Until this year, my first year teaching abroad, I don’t think I totally understood the value of having a good support system – a network of people who care about you and see the best in you, even when you can’t see it yourself.
I left my home country of Canada alone for a number of reasons. One: because it can be nearly impossible to find a full-time teaching position where I was living. Two: I acquired, like many graduates, quite a hefty amount of student loans to be paid off. And three: to venture out, explore, and experience a new place and culture. While I found myself beginning to fulfill all of these facets, I also discovered the hardships that can arise in unforeseen circumstances. Some of these include having no access to Internet in my place of residence for three months, restricting my ability to stay connected to family and friends. And, a working environment so different from anything known at home it creates a kind of internal conflict that might only be described as unsettling. The bottom line is, life brings us to unexpected places and, for better or worse, sometimes these places can be challenging to say the least.
Not having planned to return home over the Christmas holiday (because I needed to save money), a plane ticket home for this two-week break turned into a must. After feeling so detached from the people in my life that I had, over the years, formed sacred bonds with and the people I have known since birth, I just knew in my soul that I would not be able to continue until the end of the academic year without reconnecting with them.
The ten days that I spent with my family and friends was a complete re-grounding and rejuvenation of my being. I felt whole again after feeling unhinged. And almost immediately regained my momentum and my drive.

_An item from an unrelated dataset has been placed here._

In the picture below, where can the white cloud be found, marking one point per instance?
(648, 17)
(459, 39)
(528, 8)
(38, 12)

Here’s where I link all of this back to skating, or any sport for that matter. While training and setting out to accomplish new goals, there are going to be bumps, bruises, and unexpected falls - sometimes, BIG falls. And those drops will at times lead to questioning your ability, your talent, your choices, etc. And when those moments hit (because they will, because life does this) one of the best tools you can have around is the support from people who are rooting for you.

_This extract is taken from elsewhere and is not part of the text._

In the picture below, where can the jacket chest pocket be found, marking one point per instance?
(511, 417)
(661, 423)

I invite you to take a moment to identify your cheerleaders – your family, your friends, your coaches… Who is on your team? These are the people who will remind you of your greatness whether you win or lose. They have your back.
If you don’t feel like you have this kind of system in your life, first, take a good long look around, because there’s a good chance that you have more advocates than you thought. And if the number still seems slim, it’s never too late to start building a network. Make a list of all the people in your life that can be there to encourage you in any way. Knowing exactly which people are in your support circle gives you more resources when you need them, serves as extra motivation, and reminds you that you’re not alone - whether the moment’s positive or negative. Having a support system is equally important for your highs. Because there’s really nothing better than celebrating your successes with those you love.